A porta-voz da Casa Branca, Sarah Sanders, justificou a iniciativa dizendo que a jornalista gritou questões para o presidente durante evento com o presidente da Comissão Europeia, Jean-Claude Juncker, no Salão Oval. A assessora afirma ainda que ela também se recusou a deixar a sala apesar de a organização ter pedido repetidamente. Porém, segundo relato da CNN, Sanders e Bill Shine, que também trabalha na Casa Branca, disseram a Kaitlan Collins que ela fez perguntas “inapropriadas”.
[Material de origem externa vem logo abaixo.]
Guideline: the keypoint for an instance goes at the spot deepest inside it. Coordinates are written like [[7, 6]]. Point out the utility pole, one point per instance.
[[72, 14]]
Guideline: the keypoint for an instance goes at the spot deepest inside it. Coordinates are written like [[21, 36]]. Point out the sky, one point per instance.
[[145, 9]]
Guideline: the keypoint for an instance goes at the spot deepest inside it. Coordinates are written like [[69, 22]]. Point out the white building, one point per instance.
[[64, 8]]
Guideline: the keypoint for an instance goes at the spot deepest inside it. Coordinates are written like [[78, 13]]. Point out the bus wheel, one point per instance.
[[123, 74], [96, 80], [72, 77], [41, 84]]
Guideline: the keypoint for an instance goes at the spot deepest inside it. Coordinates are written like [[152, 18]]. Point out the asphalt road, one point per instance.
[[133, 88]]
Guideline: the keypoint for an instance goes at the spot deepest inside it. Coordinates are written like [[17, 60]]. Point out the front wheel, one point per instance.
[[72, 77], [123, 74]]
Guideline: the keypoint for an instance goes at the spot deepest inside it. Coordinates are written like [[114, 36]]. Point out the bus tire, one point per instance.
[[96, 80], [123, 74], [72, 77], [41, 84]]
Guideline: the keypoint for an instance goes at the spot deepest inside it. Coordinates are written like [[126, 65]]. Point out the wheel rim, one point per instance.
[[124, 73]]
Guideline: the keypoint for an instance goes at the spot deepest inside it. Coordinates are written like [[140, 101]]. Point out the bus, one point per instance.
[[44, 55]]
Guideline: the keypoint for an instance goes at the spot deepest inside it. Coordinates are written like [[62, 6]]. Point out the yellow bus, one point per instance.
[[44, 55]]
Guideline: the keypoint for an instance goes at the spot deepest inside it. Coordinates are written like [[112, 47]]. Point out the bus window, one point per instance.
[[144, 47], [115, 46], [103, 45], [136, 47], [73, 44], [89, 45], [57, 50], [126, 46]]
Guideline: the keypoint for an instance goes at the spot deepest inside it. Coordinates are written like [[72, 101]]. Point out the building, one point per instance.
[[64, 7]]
Kaitlan Collins perguntou sobre uma gravação de Trump em que ele discutia com seu ex-advogado Michael Cohen uma forma de pagar uma ex-modelo da Playboy, Karen McDougal, para manter silêncio sobre um suposto caso extraconjugal.
Esta decisão de proibir um integrante da imprensa é retaliação por natureza e não é indicativa de uma imprensa aberta e livre – disse a CNN.
Trump frequentemente reclama da cobertura da emissora sobre sua administração, dizendo que a considera injusta e difusora de fake news (notícias falsas).